Animator, character designer, storyboard artist and layout design artist
Years active
1936–2001
Children
2
Robert Herman Givens (March 2, 1918 – December 14, 2017) was an American animator and character designer, responsible for the creation of Bugs Bunny. He was the leading character designer for Leon Schlesinger, creating over 25 successful characters for both Leon Schlesinger Productions and later Warner Bros. Cartoons. He also did the storyboards and layout designs. He worked for numerous animation studios during his career, including Walt Disney Animation Studios, Warner Bros. Cartoons, Hanna-Barbera, and DePatie–Freleng Enterprises, beginning his career during the late 1930s and continuing until the early 2000s. He was a collaborator with the Merrie Melodies/Looney Tunes directors at Warner Bros. and Chuck Jones' production company.
Early life
Born in Hanson, Kentucky on March 2, 1918, Givens was one of twin boys.[1] His family moved to southern California, hoping the climate would improve the poor health of his father, who was a horse breeder and rancher.[1] He attended Alhambra High School, graduating in 1936 and Chouinard Art Institute, California Institute of the Arts. He worked as a freelance artist in his senior year of high school before joining the Walt Disney Studio in 1937 on the recommendation of school classmate and Disney staffer Hardie Gramatky.[2]
Animation career
After joining Disney, he worked as an animation checker and timer on several of their short subjects (mostly involving Donald Duck), before working on their first feature-length film, Snow White and the Seven Dwarfs (1937).[2]
He subsequently joined Warner Bros. for his first stint at the studio, which was spent working with Bob Clampett, Friz Freleng, Chuck Jones, Robert Mckimson and Tex Avery. For the cartoon A Wild Hare (1940), Avery asked Givens to design a rabbit character previously designed by director Ben Hardaway and character designer Charles Thorson, which Avery thought had potential, but was "too cute" in his existing design. Givens, therefore, created the first official design for the rabbit, now named Bugs Bunny. Givens' design was subsequently refined by fellow animator Robert McKimson (under whom Givens would frequently work in the decades ahead) two years later.[3]
Givens' initial spell at the studio ended when he was drafted during World War II; his last cartoon for the studio before leaving was The Draft Horse (1942). As part of his military service, he worked with former Warner Bros. animator Rudolf Ising on military training films.[4] He subsequently returned to Warner Bros. in the 1950s and mostly worked as a layout artist under McKimson, and also Jones later on, staying with the studio until its 1954 shutdown. Unlike many of his co-workers, Givens did not rejoin the Warner Bros. studio when it eventually opened again, and worked at various other studios, including UPA, Hanna-Barbera and the Jack Kinney studio.[5] He returned for one last spell at Warner Bros. in the early 1960s, continuing until the studio's final shutdown, and even acting as the layout artist on False Hare (1964), the final cartoon (in production order) made by the studio.
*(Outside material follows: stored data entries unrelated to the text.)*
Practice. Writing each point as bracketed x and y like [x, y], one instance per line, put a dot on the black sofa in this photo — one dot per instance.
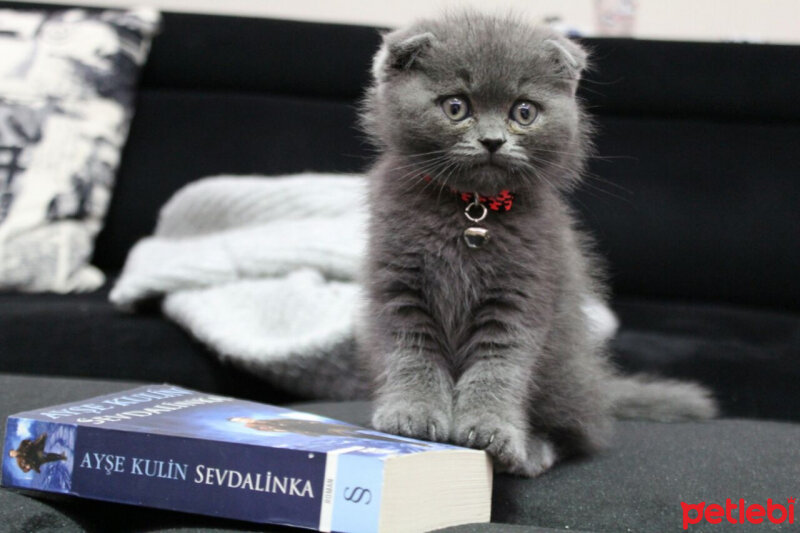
[694, 197]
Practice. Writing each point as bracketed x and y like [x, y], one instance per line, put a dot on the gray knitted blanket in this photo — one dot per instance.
[262, 271]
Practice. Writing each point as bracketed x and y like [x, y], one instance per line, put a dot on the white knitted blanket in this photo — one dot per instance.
[262, 271]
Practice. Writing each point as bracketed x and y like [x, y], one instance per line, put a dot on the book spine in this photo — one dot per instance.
[240, 481]
[357, 492]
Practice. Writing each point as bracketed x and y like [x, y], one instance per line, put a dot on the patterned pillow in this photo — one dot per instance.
[67, 88]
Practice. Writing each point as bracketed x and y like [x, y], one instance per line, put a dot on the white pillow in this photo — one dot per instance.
[67, 88]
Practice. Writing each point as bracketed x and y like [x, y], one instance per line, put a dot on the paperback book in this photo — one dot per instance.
[172, 448]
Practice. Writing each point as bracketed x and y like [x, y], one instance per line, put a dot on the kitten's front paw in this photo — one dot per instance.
[418, 420]
[541, 456]
[513, 450]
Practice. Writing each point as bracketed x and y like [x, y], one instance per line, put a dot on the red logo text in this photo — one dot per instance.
[738, 513]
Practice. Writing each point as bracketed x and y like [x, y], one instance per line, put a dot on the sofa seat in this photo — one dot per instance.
[84, 335]
[749, 357]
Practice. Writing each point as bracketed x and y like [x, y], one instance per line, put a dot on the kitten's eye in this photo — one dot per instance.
[455, 107]
[524, 112]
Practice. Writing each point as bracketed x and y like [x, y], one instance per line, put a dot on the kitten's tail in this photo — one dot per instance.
[664, 400]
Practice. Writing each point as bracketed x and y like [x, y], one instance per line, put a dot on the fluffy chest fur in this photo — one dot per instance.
[421, 265]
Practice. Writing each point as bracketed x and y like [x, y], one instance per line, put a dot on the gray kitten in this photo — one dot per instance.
[476, 329]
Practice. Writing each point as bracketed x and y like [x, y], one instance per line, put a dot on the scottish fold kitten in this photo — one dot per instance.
[478, 283]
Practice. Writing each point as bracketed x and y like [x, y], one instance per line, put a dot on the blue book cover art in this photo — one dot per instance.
[173, 448]
[39, 455]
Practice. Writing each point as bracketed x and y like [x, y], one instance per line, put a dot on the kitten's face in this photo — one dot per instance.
[479, 103]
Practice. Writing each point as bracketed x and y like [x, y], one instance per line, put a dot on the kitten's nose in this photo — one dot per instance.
[492, 144]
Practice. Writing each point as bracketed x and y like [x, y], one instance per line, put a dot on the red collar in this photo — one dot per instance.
[500, 202]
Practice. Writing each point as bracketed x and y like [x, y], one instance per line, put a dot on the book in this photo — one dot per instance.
[173, 448]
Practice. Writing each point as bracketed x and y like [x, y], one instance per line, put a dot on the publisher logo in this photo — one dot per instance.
[356, 494]
[738, 512]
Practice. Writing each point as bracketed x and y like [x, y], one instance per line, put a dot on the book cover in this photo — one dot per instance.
[173, 448]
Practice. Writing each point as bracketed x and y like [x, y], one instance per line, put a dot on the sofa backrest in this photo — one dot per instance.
[694, 193]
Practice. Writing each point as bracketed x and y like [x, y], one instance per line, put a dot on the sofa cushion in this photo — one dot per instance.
[83, 335]
[748, 357]
[67, 89]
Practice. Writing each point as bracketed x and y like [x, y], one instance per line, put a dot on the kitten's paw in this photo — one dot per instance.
[418, 420]
[541, 456]
[512, 448]
[504, 441]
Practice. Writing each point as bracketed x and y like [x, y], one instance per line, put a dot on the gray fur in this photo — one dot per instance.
[488, 347]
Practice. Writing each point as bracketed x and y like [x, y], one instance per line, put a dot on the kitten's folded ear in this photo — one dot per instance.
[399, 52]
[568, 55]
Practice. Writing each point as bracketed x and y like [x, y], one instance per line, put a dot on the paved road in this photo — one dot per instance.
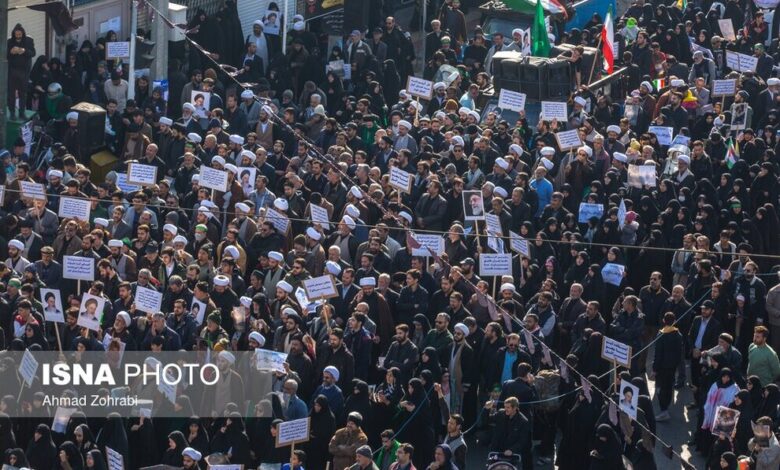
[675, 432]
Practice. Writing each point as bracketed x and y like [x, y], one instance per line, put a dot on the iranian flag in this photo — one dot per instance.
[608, 42]
[732, 154]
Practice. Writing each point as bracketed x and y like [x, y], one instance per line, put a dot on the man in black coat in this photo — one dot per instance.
[702, 336]
[21, 50]
[512, 434]
[668, 356]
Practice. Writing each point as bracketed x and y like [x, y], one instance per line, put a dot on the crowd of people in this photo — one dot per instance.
[416, 359]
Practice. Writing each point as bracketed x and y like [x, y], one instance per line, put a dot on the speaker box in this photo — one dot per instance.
[533, 77]
[92, 125]
[559, 81]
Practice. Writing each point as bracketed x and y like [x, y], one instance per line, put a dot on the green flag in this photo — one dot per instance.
[540, 43]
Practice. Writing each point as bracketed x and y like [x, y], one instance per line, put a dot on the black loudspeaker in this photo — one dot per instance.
[92, 127]
[533, 78]
[591, 54]
[559, 81]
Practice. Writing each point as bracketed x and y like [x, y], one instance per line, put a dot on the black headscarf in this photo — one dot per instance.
[75, 459]
[42, 453]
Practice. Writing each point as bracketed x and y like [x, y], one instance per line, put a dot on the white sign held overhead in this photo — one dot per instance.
[724, 87]
[568, 140]
[662, 133]
[292, 432]
[319, 215]
[33, 191]
[428, 240]
[511, 100]
[79, 268]
[322, 287]
[554, 110]
[401, 180]
[265, 359]
[144, 175]
[118, 50]
[495, 264]
[641, 175]
[114, 459]
[420, 87]
[727, 29]
[212, 178]
[741, 62]
[148, 300]
[615, 351]
[612, 273]
[28, 367]
[518, 244]
[72, 208]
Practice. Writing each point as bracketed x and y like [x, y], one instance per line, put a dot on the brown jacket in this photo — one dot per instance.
[343, 446]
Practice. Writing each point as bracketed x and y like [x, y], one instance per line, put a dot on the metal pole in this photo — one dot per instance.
[285, 26]
[131, 68]
[159, 67]
[423, 19]
[3, 69]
In the 1990s, he worked with Chuck Jones once again, handling the production design duties on the Looney Tunes cartoons that Jones' production company worked on for Warner Bros. His last animation credit was on 2001's Timber Wolf, a direct-to-video animated feature written and produced by Jones.[6] After Jones died the following year, Givens largely retired from active animation work, though he continued to teach and give animation talks well into his 90s.[7]